Another summer, another High Point Market successfully completed. With Market drawing thousands of guests to High Point, the event provides economic support and growth for our city’s businesses (after all, Market guests want to enjoy all of the incredible eats, drinks, and shops that we all get to enjoy all year long!). But bringing 75,000 people to High Point and hosting a trade show that spans 180 buildings in our city is no easy feat. We’ve shared in the past how much the City of High Point has to rally together to make Market happen smoothly each year – but this year we looked specifically at the safety precautions and emergency preparedness that goes into keeping Market guests and High Point citizens safe during one of the state’s largest events of the year.
And if you asked Captain Mark Lane, captain of the High Point Police Department, one of the key facets in making High Point Market happen so safely, he’d say, “relationships.”
Captain Lane has been helping to make sure Market happens safely for years now, implementing a variety of procedures, taskforces, and plans. He points out to a layer of trust between each High Point team – High Point Market Authority, High Point Police Department, High Point Fire Department, the Department of Transporation, and more – as the key to making those plans and procedures run correctly. Each team in our city stands unified in providing expertise in each of their respective fields and stepping back to let other teams lead when needed.
“Through the course of developing those relationships across the city, you know who needs to do what,” he explains. “There are definite plans in place, steps in place, and processes we follow, but relationships are a big part of it.”
James Vervaecke, HPPD Special Projects Coordinator, agrees that the collaboration that happens across High Point’s teams is what makes this and other events in the city so successful.
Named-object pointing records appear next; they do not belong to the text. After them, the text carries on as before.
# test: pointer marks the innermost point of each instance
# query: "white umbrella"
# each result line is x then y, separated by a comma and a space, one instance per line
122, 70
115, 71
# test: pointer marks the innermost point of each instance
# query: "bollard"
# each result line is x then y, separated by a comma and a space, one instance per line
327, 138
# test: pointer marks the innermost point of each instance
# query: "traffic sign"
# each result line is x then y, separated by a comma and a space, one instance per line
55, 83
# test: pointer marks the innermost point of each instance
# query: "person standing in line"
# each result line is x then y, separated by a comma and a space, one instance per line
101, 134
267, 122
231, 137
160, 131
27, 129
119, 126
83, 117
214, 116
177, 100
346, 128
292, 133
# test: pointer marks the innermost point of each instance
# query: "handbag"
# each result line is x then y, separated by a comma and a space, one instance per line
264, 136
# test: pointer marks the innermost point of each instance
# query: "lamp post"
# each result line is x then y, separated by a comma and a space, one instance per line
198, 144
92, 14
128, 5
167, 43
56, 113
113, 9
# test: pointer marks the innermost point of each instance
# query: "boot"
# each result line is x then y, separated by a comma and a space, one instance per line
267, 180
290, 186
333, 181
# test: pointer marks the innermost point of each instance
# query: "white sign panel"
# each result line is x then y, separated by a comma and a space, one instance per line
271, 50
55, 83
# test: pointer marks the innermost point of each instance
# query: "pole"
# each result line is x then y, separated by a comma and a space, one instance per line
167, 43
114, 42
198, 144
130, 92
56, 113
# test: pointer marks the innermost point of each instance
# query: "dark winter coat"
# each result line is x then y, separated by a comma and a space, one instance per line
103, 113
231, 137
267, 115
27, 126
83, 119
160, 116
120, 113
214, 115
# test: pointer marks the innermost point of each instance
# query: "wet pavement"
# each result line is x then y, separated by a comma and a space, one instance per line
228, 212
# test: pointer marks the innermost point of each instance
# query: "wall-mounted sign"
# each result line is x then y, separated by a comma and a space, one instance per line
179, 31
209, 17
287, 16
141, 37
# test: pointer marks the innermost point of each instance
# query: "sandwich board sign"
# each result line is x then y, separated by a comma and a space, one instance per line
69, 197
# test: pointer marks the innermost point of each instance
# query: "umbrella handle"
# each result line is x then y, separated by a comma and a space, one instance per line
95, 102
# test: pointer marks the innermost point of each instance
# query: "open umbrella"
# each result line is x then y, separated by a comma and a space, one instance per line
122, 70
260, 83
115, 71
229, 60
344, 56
“We have a unified command with representatives from most major departments,” James explains. He adds that when issues arise, the teams are quick to let the right branch of the city take the lead, rather than try to force their own agendas. “Whoever is in the lead, takes the lead, and other partners assist in any way possible. It makes it really proficient and efficient when we work together during Market.”
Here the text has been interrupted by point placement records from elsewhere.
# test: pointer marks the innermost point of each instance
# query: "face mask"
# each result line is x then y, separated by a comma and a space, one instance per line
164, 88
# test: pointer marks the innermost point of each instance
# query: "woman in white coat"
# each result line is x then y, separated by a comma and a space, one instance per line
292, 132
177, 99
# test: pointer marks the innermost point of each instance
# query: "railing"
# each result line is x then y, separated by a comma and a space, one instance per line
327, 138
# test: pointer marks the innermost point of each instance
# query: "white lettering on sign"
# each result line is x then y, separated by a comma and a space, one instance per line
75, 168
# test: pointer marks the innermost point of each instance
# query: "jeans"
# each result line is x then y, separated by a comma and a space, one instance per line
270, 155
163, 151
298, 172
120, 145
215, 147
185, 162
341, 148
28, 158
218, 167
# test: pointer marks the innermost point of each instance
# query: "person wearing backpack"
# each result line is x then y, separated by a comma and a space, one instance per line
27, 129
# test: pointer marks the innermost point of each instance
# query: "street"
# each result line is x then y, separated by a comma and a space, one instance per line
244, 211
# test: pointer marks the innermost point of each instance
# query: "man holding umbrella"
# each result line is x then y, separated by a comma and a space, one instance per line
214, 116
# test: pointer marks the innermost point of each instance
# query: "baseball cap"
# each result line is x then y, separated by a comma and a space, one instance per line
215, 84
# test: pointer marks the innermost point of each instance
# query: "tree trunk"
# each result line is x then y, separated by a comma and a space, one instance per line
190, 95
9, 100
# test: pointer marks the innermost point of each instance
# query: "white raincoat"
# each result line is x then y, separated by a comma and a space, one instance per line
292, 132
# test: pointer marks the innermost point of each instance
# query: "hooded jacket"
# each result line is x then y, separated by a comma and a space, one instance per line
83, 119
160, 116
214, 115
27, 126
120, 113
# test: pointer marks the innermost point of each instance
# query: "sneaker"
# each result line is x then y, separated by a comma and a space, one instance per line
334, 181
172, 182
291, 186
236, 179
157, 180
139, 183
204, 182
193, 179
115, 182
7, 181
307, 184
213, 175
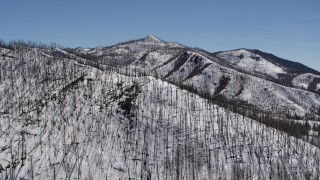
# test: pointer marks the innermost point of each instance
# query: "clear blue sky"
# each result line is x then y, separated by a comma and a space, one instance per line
286, 28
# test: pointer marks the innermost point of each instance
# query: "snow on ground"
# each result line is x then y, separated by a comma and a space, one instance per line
60, 120
303, 80
250, 62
Perry Hall, Batallion Chief at the High Point Fire Department and Emergency Manager for the City of High Point, adds that the level of coordination that has to take place for an event the size of Market happens on the state, city, and local level. And the teams have to be ready to face emergencies of all kinds – from gas leaks to freak storms, to external threats, to current events.
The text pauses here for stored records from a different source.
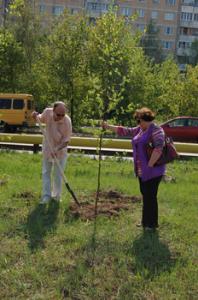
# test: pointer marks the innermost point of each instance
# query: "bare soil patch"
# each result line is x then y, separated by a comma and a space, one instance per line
110, 203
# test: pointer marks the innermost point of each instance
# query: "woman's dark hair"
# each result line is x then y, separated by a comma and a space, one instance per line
145, 114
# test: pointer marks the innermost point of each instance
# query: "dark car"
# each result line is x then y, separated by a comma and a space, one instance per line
182, 129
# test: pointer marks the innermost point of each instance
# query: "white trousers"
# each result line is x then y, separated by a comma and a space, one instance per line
51, 176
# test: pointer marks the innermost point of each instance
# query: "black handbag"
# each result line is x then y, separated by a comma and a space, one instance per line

Tammy Nagem, Chief Operating Officer at High Point Market Authority adds just how much preparedness takes place in the realm of weather.
“Sometimes Perry will let me know that we have a 30-minute window before a storm hits,” Tammy explains, noting how she and her internal team then have to work to make sure everyone at Market can safely get where they need to go.
Over the years of High Point Market, the Market Authority and City teams have learned how to iterate, innovate, and prepare for any incident before it even happens.
Their system, Everbridge, used in concert with Guilford County Emergency Management, allows for communications across channels and teams, even alerting those working deep in the Market buildings who may be isolated from the “outside world.”
“We identify a lot of problems when they’re small, so we don’t have to attack them when they’re big,” James explains. “It takes a lot of small things throughout the year to make Market so successful.”
Tammy agrees, saying that Market safety has to stay top of mind all year round.
“We don’t just wake up one week before Market starts and ask our police and fire departments to put together a plan!” she laughs.
Instead, the City of High Point ensures that every year, the safety management of the event gets a little better. And while no amount of planning can prepare the team completely for some of the shocking things that have happened over the years in our nation that have a ripple effect to High Point Market – from 9/11 to the Boston Marathon Bombing, to tornadoes and hurricanes, to COVID-19 – our City works hard each and every day to protect our city and our guests who come from all over the world.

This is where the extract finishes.